Published Jun 3, 2014
bodhisattvya
14 Posts
Seriously? No mention of a Foley during the "Trauma Nursing Process?" Receiving report from EMS during the Secondary Survey? Not just a bad idea, but disrespectful to our EMS Colleagues! Is the Nursing Echo Chamber on the Ivory Tower now so loud that it is now drowning out common sense? Thanks ENA! Next time it's going to be ATCN re-certification & skip TNCC!
SummitRN, BSN, RN
2 Articles; 1,567 Posts
Interesting... anyone else have more thoughts on this? Considering courses at the moment.
Guest
0 Posts
The book is the identical book being used by the docs taking ATLS and, at least in our case, the lectures are presented by doctors, not nurses.
It is simply a better class.
{Though most trauma patients don't need Foleys}
Lunah, MSN, RN
14 Articles; 13,773 Posts
Really? I'm being serious with my question, do you not place Foleys in most of your traumas? We put Foleys in most of our traumas to monitor output and gauge fluid resuscitation.
That Guy, BSN, RN, EMT-B
3,421 Posts
Same here.
CraigB-RN, MSN, RN
1,224 Posts
The answer to that is probably going to be the definition of a trauma patient. Is a trauma patient, every patient that comes into the trauma bay or ED after having a accident. No. In TRAUMA patients, the multisystem or sick patients. yes. The majority by number of patients who hit the bay probably don't need foleys.
In TRAUMA patients, the multisystem or sick patients. yes. The majority by number of patients who hit the bay probably don't need foleys.
Yes, I meant TRAUMA, not trauma. Lol. Pts that are legit traumas, not just occupying a trauma bay. I guess it depends on where you are.
I read the rest of the thread before replying (the app works great for reading but my 10-finger-typing is soooo much faster than my 2-thumb typing)...
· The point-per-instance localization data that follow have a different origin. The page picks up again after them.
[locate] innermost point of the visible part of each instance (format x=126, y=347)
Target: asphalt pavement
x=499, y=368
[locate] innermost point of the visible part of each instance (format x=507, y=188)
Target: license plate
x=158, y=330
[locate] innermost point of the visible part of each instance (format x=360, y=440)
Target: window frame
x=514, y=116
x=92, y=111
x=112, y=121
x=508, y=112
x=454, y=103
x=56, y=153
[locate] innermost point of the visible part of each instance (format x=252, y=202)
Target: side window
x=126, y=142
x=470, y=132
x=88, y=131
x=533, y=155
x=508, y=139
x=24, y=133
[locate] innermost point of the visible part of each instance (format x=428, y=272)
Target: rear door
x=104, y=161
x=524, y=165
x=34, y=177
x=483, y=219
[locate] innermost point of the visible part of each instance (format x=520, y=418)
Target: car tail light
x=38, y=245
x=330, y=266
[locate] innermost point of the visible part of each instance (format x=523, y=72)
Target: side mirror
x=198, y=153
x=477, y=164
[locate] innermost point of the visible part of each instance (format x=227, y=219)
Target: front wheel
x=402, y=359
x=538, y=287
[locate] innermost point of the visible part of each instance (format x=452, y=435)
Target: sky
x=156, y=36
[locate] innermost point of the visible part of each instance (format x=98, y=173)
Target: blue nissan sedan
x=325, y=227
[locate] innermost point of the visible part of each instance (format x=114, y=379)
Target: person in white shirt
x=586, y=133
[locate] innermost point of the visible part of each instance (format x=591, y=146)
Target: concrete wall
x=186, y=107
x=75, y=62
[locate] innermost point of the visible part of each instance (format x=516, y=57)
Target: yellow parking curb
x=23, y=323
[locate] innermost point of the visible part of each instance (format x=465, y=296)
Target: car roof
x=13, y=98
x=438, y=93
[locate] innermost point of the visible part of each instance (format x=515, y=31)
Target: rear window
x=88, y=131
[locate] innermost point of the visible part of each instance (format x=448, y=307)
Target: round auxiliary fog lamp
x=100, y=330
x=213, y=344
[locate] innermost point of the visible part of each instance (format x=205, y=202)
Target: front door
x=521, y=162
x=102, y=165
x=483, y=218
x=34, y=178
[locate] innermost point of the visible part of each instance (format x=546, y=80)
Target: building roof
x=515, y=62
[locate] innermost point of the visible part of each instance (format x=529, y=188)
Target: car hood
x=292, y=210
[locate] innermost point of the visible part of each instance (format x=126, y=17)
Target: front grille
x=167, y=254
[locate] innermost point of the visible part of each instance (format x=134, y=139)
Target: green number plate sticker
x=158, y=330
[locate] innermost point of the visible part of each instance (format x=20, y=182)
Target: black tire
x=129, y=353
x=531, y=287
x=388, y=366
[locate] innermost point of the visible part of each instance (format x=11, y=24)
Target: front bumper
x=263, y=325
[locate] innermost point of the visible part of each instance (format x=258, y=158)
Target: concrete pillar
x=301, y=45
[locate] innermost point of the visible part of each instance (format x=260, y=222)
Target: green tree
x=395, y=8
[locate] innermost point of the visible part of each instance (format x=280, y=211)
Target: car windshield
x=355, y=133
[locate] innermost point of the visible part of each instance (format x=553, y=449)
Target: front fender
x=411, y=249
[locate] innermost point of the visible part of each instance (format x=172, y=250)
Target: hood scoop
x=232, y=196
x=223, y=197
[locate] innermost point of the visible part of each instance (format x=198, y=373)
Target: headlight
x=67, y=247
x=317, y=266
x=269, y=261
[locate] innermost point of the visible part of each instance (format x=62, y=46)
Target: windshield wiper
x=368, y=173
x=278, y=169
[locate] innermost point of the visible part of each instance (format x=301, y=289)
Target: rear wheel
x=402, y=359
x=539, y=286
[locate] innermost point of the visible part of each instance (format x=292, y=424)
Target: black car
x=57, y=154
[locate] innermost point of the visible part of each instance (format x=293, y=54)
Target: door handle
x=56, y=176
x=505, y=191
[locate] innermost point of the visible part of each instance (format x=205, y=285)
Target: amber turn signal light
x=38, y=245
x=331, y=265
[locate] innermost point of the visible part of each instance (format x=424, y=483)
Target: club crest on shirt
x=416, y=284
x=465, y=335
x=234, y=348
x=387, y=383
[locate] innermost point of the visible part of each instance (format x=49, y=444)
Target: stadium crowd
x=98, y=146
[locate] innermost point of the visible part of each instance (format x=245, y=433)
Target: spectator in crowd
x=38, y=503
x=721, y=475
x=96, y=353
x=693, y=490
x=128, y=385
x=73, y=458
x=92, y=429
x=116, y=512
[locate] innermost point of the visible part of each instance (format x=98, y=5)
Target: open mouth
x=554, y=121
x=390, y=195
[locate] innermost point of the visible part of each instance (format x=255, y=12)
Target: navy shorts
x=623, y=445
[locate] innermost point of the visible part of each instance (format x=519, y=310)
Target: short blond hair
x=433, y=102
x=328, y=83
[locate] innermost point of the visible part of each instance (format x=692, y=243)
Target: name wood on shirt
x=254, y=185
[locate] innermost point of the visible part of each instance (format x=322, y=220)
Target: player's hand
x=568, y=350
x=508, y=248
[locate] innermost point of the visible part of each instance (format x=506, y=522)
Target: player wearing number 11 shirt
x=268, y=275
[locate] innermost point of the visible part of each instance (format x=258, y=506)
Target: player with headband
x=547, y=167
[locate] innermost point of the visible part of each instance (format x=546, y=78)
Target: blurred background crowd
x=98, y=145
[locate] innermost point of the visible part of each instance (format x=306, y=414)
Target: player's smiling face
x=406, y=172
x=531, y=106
I would agree with your trauma vs Trauma vs TRAUMA distinction.
Generally speaking, we're really trying to limit Foleys for obvious reasons...
+ traumas... rarely
+ Traumas... occasionally
+ TRAUMAS... always
How's that?
Generally, particularly for men, if they're GCS 15 and without serious concern for spinal injury (clear w/ collar) or moderate-to-severe shock, no Foley because a urometer is overkill and we can accurately track output with a urinal.
This typically includes the extremity traumas, a lot of the chest stabbings, and the stable GSWs.
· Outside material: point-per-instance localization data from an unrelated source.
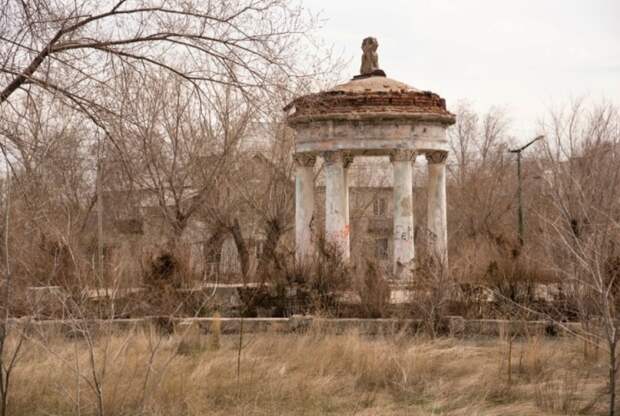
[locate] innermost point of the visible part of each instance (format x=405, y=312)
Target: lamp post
x=519, y=186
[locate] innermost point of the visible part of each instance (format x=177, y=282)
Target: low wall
x=453, y=326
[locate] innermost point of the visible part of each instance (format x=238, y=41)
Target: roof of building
x=370, y=97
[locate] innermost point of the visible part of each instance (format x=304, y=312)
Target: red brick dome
x=370, y=98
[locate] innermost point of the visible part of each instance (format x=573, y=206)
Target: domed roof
x=370, y=95
x=373, y=84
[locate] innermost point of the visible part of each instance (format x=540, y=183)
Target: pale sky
x=525, y=56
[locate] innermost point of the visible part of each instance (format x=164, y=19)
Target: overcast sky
x=526, y=56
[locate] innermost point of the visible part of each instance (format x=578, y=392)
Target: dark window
x=381, y=248
x=379, y=207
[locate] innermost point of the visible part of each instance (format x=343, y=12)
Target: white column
x=347, y=160
x=437, y=216
x=304, y=206
x=336, y=204
x=404, y=251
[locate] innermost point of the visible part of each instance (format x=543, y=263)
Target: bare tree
x=582, y=219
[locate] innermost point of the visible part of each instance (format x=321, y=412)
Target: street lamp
x=519, y=187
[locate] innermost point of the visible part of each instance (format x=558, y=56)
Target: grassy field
x=311, y=374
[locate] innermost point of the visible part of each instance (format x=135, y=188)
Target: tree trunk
x=269, y=250
x=612, y=377
x=242, y=248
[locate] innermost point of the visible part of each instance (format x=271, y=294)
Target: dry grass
x=310, y=374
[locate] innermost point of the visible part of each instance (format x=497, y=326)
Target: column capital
x=436, y=156
x=304, y=159
x=403, y=155
x=347, y=159
x=336, y=156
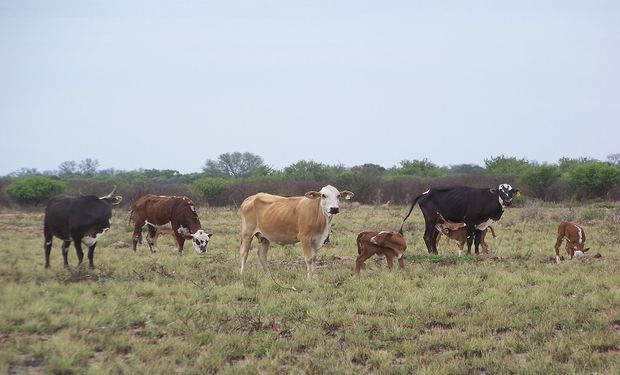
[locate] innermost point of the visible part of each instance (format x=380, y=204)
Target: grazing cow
x=288, y=220
x=81, y=220
x=575, y=238
x=390, y=244
x=458, y=232
x=176, y=214
x=477, y=208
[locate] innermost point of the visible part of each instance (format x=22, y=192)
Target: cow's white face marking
x=330, y=200
x=506, y=194
x=183, y=231
x=90, y=241
x=200, y=241
x=485, y=225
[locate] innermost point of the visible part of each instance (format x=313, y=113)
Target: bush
x=538, y=178
x=34, y=189
x=211, y=189
x=592, y=179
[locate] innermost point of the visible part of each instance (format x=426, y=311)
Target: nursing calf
x=458, y=232
x=168, y=213
x=575, y=239
x=390, y=244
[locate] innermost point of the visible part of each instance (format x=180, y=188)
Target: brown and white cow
x=575, y=238
x=288, y=220
x=162, y=212
x=390, y=244
x=458, y=232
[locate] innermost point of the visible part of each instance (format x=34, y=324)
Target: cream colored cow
x=288, y=220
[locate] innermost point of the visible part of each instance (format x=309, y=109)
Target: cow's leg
x=180, y=240
x=77, y=242
x=262, y=252
x=47, y=245
x=390, y=259
x=430, y=238
x=244, y=249
x=470, y=237
x=461, y=245
x=359, y=262
x=477, y=234
x=91, y=255
x=65, y=252
x=137, y=234
x=485, y=247
x=309, y=256
x=558, y=243
x=150, y=237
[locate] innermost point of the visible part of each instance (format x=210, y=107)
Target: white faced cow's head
x=330, y=198
x=200, y=240
x=506, y=194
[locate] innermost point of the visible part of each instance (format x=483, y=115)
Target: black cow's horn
x=111, y=193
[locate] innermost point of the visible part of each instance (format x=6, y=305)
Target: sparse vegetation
x=513, y=311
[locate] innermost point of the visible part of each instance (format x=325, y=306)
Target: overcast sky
x=170, y=84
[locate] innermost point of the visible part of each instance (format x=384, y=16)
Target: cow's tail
x=409, y=213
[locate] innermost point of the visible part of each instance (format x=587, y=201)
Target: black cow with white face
x=477, y=208
x=81, y=220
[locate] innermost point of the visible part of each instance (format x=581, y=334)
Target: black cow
x=477, y=208
x=82, y=219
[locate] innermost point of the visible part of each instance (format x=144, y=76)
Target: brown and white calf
x=458, y=232
x=390, y=244
x=575, y=238
x=168, y=213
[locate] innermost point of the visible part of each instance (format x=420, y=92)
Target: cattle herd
x=462, y=213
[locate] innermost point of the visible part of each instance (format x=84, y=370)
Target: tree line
x=231, y=177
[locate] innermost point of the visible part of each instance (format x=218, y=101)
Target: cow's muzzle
x=334, y=210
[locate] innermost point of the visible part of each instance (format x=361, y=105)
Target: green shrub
x=210, y=189
x=592, y=179
x=34, y=189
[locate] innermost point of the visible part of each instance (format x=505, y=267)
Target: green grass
x=513, y=312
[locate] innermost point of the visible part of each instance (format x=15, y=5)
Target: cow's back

In the broad spectrum of trauma activations from barely-a-trauma to barely-alive, I'd still say that "most" traumas don't need Foleys. I find a fair number get ordered simply because it's part of the order set and that the docs often rescind when questioned.
Generally speaking, we're really trying to limit Foleys for obvious reasons... + traumas... rarely+ Traumas... occasionally+ TRAUMAS... always
Makes complete sense. Thank you for clarifying. Many of our patients in Afghanistan were TRAUMAS, but here, not so much ... Level I drama center some days. lol.
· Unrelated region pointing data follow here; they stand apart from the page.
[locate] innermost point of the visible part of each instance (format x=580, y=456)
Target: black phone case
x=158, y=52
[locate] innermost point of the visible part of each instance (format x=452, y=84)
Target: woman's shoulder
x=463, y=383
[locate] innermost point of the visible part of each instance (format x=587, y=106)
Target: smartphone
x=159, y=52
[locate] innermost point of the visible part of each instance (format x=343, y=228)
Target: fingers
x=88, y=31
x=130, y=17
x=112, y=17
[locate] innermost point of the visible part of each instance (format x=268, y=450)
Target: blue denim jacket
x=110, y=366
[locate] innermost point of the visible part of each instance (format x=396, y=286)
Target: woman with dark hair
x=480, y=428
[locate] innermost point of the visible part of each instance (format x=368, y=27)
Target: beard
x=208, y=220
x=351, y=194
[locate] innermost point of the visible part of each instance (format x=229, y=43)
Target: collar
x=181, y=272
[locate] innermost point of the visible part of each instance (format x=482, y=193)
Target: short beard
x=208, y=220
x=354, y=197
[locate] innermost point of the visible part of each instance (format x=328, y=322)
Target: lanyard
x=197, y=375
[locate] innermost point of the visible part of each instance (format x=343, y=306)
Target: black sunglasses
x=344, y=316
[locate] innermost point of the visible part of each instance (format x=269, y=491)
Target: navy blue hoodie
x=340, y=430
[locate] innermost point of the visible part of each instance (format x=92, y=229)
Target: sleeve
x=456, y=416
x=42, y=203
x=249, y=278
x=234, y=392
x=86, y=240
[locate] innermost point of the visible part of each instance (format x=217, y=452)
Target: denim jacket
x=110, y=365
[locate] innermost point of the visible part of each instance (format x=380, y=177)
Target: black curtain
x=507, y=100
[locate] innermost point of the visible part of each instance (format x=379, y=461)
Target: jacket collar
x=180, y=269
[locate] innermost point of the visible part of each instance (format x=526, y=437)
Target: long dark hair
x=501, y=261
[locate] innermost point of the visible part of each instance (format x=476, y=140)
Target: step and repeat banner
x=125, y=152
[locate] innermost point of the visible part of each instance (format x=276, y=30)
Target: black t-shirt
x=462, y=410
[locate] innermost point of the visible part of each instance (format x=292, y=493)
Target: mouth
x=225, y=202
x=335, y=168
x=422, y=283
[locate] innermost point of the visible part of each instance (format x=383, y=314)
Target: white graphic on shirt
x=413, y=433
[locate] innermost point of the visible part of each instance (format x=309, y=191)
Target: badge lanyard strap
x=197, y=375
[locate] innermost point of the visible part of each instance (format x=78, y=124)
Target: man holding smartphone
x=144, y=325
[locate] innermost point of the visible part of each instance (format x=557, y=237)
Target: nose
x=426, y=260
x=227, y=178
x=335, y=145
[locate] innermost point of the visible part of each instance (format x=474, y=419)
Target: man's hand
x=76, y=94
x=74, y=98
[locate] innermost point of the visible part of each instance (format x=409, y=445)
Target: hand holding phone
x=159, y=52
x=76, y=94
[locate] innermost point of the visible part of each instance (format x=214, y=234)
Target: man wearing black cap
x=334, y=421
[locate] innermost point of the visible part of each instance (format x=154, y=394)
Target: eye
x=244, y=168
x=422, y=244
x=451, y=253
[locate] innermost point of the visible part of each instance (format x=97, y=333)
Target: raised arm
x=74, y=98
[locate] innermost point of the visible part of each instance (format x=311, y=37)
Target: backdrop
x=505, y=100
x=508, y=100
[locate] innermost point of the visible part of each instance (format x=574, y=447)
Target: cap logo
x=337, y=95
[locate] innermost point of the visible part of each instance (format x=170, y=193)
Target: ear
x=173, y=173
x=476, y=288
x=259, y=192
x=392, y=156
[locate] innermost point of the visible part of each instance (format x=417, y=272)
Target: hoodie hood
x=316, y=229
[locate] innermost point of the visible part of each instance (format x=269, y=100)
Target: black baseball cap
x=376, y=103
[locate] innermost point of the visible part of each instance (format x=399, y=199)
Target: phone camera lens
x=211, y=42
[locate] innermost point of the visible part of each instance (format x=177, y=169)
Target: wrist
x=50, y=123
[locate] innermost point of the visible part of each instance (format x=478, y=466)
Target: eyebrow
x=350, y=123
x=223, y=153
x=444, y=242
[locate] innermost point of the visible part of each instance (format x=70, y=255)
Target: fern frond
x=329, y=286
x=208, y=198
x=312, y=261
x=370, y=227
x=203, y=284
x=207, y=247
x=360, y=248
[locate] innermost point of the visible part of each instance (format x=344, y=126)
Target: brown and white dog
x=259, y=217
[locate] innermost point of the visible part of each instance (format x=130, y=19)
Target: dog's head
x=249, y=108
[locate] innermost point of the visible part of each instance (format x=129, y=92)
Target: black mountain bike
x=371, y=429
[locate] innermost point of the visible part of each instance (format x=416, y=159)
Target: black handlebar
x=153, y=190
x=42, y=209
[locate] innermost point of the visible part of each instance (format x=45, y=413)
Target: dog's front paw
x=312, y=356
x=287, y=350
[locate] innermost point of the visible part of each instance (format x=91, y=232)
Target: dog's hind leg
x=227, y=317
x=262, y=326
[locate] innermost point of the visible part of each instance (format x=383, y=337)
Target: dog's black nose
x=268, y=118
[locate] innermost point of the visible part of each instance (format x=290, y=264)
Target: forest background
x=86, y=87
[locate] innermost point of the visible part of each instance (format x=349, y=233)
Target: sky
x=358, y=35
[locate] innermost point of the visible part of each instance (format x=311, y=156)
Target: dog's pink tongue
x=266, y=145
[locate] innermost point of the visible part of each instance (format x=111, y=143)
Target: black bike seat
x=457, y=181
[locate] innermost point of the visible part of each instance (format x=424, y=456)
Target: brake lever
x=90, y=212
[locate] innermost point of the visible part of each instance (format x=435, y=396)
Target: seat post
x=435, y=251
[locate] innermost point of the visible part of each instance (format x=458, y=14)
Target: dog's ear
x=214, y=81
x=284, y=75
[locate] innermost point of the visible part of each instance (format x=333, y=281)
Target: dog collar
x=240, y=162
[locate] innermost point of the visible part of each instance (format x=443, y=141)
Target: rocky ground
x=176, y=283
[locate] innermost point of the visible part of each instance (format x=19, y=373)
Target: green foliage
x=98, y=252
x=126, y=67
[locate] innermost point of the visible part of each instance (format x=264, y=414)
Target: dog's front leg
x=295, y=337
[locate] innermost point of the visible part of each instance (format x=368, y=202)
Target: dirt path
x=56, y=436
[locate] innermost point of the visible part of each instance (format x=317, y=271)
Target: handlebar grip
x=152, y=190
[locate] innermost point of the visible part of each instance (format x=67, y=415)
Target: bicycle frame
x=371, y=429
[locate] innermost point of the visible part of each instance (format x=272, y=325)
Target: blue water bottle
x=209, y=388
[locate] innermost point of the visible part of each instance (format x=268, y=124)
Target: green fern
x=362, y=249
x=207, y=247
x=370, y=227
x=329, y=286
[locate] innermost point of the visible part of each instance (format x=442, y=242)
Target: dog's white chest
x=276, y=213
Another thing to keep in mind, the target audience.
Alphabet soup courses really aren't geared toward people who have focused practices like trauma. This includes ACLS when you work in bigger teaching hospitals were they don't follow ACLS, but are heading out into uncharted territory. Look at how long it takes to make change.
Now for nursing staff in lower acuity ED then classes like TNCC are useful. They aren't perfect, but they cover the basics. When choosing courses to go to, take into account your personal skill and knowledge level, and the specific practice your in.
When I did my last TNCC recent, last year, i sat on my hands and almost bit my tongue off keeping my mouth shut because I knew some of the changes that were coming.
And to keep it in perspective. Go follow some of the Trauma Docs, and they make just as many comments about the new ATLS book as we make about the new TNCC course every time.
Esme12, ASN, BSN, RN
20,908 Posts
+ traumas... rarely+ Traumas... occasionally+ TRAUMAS... always
bgxyrnf, MSN, RN
1,208 Posts
I'm taking TNCC 7th right now.
The silliest take-away at this point is that vital signs aren't obtained until after ABCDE.
My trauma experience is in a busy level 1 and a not-so-busy level 2 and in both places, an initial blood pressure (either palp or manual) is required immediately upon arrival. One nurse's top priority upon arrival is that BP and a tech immediately places them on the monitor.
Regarding Foleys, I do notice that they've now de-emphasized placing a Foley as a somewhat routine matter as it was in TNCC 6.
As mentioned above, TNCC needs to be considered in the context of the target audience. In my level 1 role, there's nothing new that I've come across in TNCC 7. When I took TNCC 6, I was working in tiny, rural facility that saw very, very little trauma and TNCC 6 was (a) helpful, (b) a bit overwhelming, and © not entirely applicable.